Correct batch data format for object detection like SSD

Hey,

the last days I tried to train a SSD network on customer dataset. In my case it is WIDERFACES. I always run into an issue when I set my batch size higher than 1. The issue comes from the targets.

I use the following shape:

# batch = 2
{
'labels': tensor([[1],[1]]), 
'boxes': tensor([[142.9688,  27.9485, 181.6406,  81.4668],[ 84.9609, 156.5217, 238.7695, 293.1257]])
}

if I start to train the network I run into the following issue:

**~\AppData\Local\Programs\Python\Python39\lib\site-packages\torchvision\models\detection\transform.py** in forward**(self, images, targets)** 113 **for** i **in** range**(** len**(** images**)** **)** **:** 114 image **=** images**[** i**]** **--> 115** target_index **=** targets**[** i**]** **if** targets **is** **not** **None** **else** **None** 116 target_index **=** **None** 117 **if** image**.** dim**(** **)** **!=** **3** **:** **IndexError** : list index out of range

If I go with the batchsize=1 the training works perfect.

Here is my code:


# PREPARE DATA
from torch.utils.data import Dataset
from torch import IntTensor, LongTensor, FloatTensor
from PIL import Image, ImageDraw
import torchvision.transforms as transforms
import albumentations as A
from albumentations.pytorch import ToTensorV2
import numpy as np

transform = A.Compose([
    A.Resize(width=300, height=300),
    A.HorizontalFlip(p=0.5),
    A.Normalize(mean=(0.485, 0.456, 0.406), std=(0.229, 0.224, 0.225), max_pixel_value=255.0, always_apply=False, p=1.0),
    ToTensorV2(),
], bbox_params=A.BboxParams(format='pascal_voc', label_fields=['category_ids'])) 

class wildfaces(Dataset):
    def __init__(self, root_dir, pd_df, transform=None):
        self.root_dir = root_dir
        self.df = pd_df
        self.transform = transform
        self.img_path = self.df['img_path']
        self.boundingbox = self.df['pascal_bb']

    def __len__(self):
        return len(self.df)

    def __getitem__(self, idx):
        img_path = os.path.join(self.root_dir, self.img_path.iloc[idx])
        image =  Image.open(img_path)
        image = np.array(image)
        boundingbox = self.boundingbox.iloc[idx]
        boundingbox = LongTensor(boundingbox)
        if self.transform:
            transformed = self.transform(image=image, bboxes=[boundingbox], category_ids=[1])
        target = {}
        target["labels"] = torch.ones((1), dtype=torch.int64) #IntTensor([1]) #
        target["boxes"] = FloatTensor(transformed["bboxes"][0])
        return transformed["image"], target

# LOAD DATA
from torch.utils.data import DataLoader
training_data = wildfaces("./data/face-recognition/wider-face/WIDER_train/images",df[:20], transform)
train_dataloader = DataLoader(training_data, batch_size=2, shuffle=True)


# TRAIN DATA
import torch.optim as optim
import torch
import torchvision
device = torch.device("cuda" if torch.cuda.is_available() else "cpu")

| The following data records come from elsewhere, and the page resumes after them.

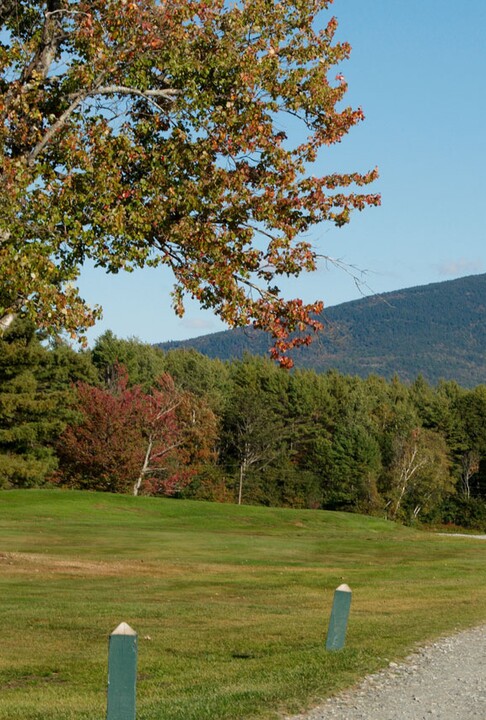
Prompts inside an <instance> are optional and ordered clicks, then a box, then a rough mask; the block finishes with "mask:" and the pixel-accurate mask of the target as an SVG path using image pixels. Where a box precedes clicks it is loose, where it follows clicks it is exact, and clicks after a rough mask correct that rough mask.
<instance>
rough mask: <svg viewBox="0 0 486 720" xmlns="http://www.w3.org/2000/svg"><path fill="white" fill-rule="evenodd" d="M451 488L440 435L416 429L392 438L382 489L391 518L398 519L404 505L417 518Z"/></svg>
mask: <svg viewBox="0 0 486 720" xmlns="http://www.w3.org/2000/svg"><path fill="white" fill-rule="evenodd" d="M453 489H454V486H453V483H452V479H451V477H450V472H449V457H448V448H447V445H446V443H445V440H444V438H443V437H442V436H441V435H440V434H439V433H436V432H434V431H432V430H427V429H424V428H419V427H417V428H414V429H413V430H412V431H411V432H410V433H409V434H407V435H403V434H400V433H397V434H396V435H395V437H394V439H393V456H392V460H391V463H390V466H389V468H388V473H387V485H386V487H385V488H384V495H385V498H386V499H387V500H388V503H387V508H388V515H389V517H390V518H392V519H396V518H397V517H399V516H400V515H401V514H402V509H403V506H405V505H406V507H407V509H408V514H409V516H410V517H412V518H413V519H416V518H417V517H418V515H419V513H420V512H422V511H423V510H429V509H430V507H431V506H432V505H433V504H437V503H438V502H439V501H440V500H441V499H442V498H443V497H444V496H445V495H446V494H447V493H449V492H452V491H453Z"/></svg>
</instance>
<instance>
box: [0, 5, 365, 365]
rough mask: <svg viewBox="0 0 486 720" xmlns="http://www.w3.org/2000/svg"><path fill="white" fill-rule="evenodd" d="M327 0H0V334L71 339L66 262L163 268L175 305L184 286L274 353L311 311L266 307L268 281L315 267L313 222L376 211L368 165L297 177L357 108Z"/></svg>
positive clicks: (296, 341) (189, 294)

net = torchvision.models.detection.ssd300_vgg16(pretrained= False, progress=True, pretrained_backbone=5, trainable_backbone_layers=False, num_classes=2)
parameters = filter(lambda p: p.requires_grad, net.parameters())
optimizer = optim.RMSprop(parameters, lr=0.001)
scheduler = torch.optim.lr_scheduler.ReduceLROnPlateau(optimizer, 'min', factor=0.1, patience=10)

num_epochs = 3
net.to(device)

for epoch in range(num_epochs):  # loop over the dataset multiple times
    net.train()
    total_losses = 0
    for i, data in enumerate(train_dataloader):
        images, targets = data

        images = images.float()
        images = images.to(device)
        targets["labels"] = targets["labels"].squeeze(1).to(device)
        targets["boxes"] = targets["boxes"].to(device)
        
        loss_dict = net(images,[targets])
        losses = loss_dict["bbox_regression"].sum() + loss_dict["classification"].sum()
        optimizer.zero_grad()
        losses.backward()
        optimizer.step()
        total_losses = total_losses + losses.item()

    print("Loss: {} Lr: {}".format(total_losses/i, optimizer.param_groups[0]['lr']))
    scheduler.step(total_losses/20) #4631

print('Finished Training')